Increased ACSL6 Expression Predicts a Favorable Prognosis in Triple-negative Breast Cancer

乳腺癌 三阴性乳腺癌 免疫组织化学 生物 组织微阵列 免疫系统 免疫疗法 癌症研究 癌症 生存分析 内科学 肿瘤科 医学 免疫学 遗传学
作者
Hui Hua,Shuaikang Pan,Hanlou Diao,Yihai Cao,Xiaojun Qian,Jinguo Zhang
出处
期刊:Current Medicinal Chemistry [Bentham Science]
卷期号:31
标识
DOI:10.2174/0109298673278846231222103420
摘要

Background: Long-chain acyl-coenzyme A synthases (ACSLs) are responsible for the catalysis of fatty acids into their corresponding fatty acyl-CoAs. The dysregulation of ACSLs has been increasingly recognized in cancer patients. However, the function of ACSL6 in triple-negative breast cancer (TNBC) is still completely unknown. Methods: In this study, immunohistochemistry was applied to detect ACSL6 protein expression using a TNBC tissue microarray.

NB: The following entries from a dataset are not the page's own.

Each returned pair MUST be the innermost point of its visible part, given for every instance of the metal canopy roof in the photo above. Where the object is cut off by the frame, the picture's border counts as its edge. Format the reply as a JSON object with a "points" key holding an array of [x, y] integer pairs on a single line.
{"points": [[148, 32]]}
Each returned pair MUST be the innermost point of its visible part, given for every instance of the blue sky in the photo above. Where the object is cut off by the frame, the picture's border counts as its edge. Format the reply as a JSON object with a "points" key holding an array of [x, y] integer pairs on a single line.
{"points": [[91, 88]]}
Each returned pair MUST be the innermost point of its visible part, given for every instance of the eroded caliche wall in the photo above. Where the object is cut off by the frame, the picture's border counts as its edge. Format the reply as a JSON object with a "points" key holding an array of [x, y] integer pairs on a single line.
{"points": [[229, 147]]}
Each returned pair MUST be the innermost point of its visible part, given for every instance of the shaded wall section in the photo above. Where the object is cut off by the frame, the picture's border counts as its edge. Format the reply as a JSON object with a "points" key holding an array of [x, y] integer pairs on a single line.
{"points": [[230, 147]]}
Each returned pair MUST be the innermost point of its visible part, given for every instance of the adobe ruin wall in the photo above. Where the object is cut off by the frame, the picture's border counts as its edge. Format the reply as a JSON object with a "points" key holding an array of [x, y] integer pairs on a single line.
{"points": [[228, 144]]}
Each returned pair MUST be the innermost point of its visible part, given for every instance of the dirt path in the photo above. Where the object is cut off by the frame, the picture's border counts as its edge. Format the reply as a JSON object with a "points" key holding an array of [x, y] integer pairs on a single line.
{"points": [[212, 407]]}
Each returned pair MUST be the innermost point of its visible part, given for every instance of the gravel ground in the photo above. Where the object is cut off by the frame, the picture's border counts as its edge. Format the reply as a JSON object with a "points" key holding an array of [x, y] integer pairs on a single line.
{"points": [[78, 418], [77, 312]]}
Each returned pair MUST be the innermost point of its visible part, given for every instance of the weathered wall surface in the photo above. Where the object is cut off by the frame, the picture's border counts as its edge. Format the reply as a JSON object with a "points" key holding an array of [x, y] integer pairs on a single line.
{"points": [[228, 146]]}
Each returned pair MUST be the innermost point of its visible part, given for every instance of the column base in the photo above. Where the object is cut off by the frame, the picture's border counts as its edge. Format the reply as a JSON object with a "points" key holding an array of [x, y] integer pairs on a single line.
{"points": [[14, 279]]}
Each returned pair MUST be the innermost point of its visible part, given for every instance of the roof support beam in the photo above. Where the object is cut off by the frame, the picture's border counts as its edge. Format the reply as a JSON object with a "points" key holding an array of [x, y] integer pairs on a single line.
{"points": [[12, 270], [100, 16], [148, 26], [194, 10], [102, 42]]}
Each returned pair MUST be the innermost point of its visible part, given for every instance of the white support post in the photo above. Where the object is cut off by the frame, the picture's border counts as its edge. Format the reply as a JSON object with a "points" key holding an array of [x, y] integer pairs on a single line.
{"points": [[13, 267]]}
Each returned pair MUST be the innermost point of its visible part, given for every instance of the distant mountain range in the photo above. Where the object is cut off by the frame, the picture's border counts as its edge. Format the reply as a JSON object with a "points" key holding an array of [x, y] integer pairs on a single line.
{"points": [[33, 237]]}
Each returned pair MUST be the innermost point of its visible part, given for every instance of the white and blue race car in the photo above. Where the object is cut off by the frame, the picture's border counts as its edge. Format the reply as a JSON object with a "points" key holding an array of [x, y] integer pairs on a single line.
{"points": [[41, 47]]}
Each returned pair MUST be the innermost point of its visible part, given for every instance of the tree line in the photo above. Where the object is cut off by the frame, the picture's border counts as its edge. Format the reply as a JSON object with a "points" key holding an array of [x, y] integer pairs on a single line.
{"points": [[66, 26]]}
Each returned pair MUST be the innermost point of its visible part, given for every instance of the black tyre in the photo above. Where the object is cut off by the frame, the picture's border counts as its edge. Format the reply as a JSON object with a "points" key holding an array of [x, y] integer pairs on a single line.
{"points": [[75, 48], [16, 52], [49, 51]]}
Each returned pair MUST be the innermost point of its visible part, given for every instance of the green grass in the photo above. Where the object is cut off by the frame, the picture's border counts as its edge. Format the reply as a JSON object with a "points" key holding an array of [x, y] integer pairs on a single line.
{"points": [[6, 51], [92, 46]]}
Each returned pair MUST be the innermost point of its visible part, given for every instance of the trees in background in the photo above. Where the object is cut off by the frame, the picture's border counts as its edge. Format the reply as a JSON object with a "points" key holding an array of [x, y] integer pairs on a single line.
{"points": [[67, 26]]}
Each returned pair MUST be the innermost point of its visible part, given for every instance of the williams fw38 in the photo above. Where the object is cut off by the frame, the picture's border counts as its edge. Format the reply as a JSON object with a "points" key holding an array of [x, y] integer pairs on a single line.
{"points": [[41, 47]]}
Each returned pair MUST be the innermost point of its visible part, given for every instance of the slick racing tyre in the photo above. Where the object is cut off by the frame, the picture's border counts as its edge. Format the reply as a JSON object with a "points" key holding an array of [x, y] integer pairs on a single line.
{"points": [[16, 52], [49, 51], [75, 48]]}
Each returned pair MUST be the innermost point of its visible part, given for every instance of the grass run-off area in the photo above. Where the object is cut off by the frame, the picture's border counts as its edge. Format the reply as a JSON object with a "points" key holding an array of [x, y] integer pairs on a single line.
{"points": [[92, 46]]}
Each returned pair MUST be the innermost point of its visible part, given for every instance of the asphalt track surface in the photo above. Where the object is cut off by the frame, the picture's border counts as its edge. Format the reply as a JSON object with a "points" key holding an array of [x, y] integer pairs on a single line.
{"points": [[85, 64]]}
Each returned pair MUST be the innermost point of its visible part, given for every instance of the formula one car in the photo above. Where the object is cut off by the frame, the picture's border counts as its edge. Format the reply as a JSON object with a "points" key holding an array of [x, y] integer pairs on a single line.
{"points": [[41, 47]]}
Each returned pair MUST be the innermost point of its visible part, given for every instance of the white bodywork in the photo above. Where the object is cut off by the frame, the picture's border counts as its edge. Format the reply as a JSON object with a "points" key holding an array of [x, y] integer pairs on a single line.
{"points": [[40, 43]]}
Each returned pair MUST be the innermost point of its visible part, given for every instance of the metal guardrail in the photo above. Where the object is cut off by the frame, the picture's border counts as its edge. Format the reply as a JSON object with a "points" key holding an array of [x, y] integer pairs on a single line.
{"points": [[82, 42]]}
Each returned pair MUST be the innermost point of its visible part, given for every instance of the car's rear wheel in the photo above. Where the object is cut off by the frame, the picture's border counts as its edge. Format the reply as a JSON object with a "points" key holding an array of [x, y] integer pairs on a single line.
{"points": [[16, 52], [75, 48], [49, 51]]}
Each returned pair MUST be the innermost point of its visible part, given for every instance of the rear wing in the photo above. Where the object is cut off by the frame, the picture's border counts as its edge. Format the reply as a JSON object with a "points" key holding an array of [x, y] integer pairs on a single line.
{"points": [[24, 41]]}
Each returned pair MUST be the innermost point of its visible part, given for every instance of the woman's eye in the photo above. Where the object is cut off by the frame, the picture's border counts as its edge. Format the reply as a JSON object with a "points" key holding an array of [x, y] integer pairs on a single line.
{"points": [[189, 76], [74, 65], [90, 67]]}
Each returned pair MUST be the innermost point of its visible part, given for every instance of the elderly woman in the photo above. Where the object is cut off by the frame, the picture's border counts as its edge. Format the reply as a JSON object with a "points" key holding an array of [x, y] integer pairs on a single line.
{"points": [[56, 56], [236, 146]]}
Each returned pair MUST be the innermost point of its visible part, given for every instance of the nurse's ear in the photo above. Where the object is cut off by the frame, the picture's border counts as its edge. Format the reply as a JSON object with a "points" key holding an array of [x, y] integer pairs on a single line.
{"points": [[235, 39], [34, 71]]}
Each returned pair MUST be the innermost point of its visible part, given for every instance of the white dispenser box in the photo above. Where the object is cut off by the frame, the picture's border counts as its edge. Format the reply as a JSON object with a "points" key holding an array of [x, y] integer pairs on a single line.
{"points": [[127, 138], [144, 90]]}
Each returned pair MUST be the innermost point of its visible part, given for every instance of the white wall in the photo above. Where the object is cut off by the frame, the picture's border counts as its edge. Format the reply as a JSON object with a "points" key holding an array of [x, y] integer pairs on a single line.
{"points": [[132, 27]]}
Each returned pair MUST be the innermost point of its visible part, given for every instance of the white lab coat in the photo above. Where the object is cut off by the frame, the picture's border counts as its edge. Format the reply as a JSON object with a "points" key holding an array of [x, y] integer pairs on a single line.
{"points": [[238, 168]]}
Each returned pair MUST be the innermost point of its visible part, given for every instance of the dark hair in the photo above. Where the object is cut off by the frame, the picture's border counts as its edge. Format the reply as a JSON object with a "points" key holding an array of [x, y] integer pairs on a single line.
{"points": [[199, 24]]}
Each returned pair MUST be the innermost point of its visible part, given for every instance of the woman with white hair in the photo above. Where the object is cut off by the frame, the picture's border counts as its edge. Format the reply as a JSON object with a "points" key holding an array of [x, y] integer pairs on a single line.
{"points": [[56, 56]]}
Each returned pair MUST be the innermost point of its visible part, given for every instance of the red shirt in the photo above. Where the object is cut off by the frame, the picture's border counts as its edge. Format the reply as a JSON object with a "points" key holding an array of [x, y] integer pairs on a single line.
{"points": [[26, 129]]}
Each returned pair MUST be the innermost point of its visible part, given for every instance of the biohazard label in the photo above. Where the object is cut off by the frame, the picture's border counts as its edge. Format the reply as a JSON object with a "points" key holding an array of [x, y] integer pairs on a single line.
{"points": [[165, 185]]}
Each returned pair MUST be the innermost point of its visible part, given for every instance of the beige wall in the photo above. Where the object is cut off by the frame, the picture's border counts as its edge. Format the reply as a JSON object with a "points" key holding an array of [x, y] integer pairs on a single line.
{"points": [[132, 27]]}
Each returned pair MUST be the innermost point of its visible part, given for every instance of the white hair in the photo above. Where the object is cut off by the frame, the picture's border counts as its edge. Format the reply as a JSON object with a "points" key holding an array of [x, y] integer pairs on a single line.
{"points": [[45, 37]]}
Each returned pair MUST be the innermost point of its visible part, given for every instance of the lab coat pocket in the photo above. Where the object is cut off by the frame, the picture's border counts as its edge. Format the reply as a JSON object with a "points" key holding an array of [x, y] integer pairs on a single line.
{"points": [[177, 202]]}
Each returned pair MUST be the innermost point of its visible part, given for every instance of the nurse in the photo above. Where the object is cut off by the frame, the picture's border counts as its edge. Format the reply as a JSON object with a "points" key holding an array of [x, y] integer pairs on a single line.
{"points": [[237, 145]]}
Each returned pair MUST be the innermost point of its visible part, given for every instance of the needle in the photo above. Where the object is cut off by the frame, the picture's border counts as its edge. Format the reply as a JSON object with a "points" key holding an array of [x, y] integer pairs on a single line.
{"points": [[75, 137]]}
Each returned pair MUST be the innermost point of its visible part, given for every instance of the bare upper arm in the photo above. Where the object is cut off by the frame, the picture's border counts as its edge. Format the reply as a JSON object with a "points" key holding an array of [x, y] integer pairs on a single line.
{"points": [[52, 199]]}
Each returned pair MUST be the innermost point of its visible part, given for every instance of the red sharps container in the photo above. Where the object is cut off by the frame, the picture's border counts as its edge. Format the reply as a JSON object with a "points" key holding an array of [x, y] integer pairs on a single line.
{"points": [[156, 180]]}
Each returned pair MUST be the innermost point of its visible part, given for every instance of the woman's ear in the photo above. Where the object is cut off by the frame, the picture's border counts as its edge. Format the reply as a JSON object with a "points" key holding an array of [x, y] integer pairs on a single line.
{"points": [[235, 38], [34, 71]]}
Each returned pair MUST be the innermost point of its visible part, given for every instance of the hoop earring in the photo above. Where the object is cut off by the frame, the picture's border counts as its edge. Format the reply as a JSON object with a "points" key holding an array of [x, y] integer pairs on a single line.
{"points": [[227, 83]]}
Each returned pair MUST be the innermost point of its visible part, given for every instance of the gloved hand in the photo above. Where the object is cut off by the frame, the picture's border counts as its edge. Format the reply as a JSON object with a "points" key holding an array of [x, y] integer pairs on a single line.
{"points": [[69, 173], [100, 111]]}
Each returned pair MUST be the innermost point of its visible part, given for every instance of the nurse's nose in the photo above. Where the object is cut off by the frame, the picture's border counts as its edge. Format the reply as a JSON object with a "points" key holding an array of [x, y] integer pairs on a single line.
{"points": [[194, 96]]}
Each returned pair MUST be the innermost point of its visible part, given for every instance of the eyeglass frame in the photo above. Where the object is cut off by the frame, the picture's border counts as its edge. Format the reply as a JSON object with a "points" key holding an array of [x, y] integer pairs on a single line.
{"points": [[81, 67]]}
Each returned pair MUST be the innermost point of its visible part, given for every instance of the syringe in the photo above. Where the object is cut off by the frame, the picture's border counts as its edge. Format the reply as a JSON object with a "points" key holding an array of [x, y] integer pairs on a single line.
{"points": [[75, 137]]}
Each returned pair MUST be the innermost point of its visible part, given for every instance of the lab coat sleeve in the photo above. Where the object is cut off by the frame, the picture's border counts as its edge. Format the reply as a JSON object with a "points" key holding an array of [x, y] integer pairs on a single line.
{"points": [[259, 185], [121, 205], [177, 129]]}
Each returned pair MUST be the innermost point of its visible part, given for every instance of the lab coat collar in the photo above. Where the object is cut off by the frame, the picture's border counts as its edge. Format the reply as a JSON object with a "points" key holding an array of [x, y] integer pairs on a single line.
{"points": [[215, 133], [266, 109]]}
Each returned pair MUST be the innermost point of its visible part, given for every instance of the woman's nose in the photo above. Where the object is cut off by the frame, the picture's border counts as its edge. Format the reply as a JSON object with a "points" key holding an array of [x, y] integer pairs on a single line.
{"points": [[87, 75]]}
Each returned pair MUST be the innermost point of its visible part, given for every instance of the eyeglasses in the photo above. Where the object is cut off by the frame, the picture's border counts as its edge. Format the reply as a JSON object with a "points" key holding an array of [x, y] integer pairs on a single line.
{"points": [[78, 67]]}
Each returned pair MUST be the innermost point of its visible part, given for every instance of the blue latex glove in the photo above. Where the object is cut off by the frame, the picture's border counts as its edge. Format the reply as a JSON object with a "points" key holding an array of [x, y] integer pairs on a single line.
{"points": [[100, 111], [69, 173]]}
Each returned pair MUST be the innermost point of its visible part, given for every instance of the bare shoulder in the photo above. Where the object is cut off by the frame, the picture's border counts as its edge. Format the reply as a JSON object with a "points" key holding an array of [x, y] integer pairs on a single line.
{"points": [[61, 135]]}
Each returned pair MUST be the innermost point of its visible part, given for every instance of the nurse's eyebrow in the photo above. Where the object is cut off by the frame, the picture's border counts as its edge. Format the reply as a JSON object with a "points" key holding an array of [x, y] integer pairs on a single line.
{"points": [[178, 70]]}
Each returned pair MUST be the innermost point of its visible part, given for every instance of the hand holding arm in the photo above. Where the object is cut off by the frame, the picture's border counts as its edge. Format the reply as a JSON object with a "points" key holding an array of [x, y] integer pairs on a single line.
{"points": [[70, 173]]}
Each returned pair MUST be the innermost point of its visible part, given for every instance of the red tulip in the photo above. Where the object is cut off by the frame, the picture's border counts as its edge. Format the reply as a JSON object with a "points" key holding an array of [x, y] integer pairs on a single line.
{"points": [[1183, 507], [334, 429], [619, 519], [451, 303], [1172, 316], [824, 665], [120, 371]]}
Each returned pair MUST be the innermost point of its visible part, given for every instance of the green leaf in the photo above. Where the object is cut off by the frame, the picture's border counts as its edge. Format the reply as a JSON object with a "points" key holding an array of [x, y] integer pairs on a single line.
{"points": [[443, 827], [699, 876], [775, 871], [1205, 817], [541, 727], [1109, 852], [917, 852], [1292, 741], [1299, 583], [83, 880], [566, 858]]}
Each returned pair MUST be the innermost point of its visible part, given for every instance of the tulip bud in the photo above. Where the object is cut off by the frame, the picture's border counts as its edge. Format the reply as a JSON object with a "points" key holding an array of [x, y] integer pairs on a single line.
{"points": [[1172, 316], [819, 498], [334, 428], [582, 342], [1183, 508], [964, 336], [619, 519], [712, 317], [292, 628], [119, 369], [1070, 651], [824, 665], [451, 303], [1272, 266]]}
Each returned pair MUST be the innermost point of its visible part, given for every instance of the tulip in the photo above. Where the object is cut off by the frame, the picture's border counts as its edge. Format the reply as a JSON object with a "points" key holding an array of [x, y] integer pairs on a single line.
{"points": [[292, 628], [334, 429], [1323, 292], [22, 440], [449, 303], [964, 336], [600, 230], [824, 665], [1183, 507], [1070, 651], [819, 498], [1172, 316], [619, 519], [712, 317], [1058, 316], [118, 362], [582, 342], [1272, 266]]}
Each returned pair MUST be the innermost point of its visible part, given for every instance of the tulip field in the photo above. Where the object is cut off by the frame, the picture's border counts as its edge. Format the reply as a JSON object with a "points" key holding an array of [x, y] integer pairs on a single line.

Additionally, the mRNA levels of ACSL6 in human normal tissues and pancancer tissues were analyzed using Genotype Tissue Expression (GTEx) datasets and The Cancer Genome Atlas (TCGA) database. The correlations between the levels of ACSL6 expression and clinical characteristics were analyzed. The survival analysis of ACSL6 in TNBC was carried out using the Kaplan‒Meier Plotter online tool. Associations of ACSL6 with immune infiltration analyses were conducted using the ESTIMATE, CIBERSORT, and TISIDB databases. The relationship between ACSL6 and sensitivity to drugs was analyzed from Genomics of Drug Sensitivity in Cancer (GDSC). Results: The results indicated a significant increase in ACSL6 expression in TNBC tissues compared to adjacent normal tissues. However, high ACSL6 expression was significantly associated with favorable survival outcomes in TNBC patients. Enrichment analysis revealed that coexpressed genes of ACSL6 were significantly enriched in various immunity processes. ACSL6 was positively correlated with the infiltration of memory CD4 T cells, while a negative correlation was found between ACSL6 and M2 macrophages and resting dendritic cells. Further analysis revealed that high levels of ACSL6 correlated with increased survival outcomes in cancer patients who received immunotherapy. Conclusion: Altogether, the current findings highlight the potential value of ACSL6 as a diagnostic and prognostic marker in the treatment of TNBC.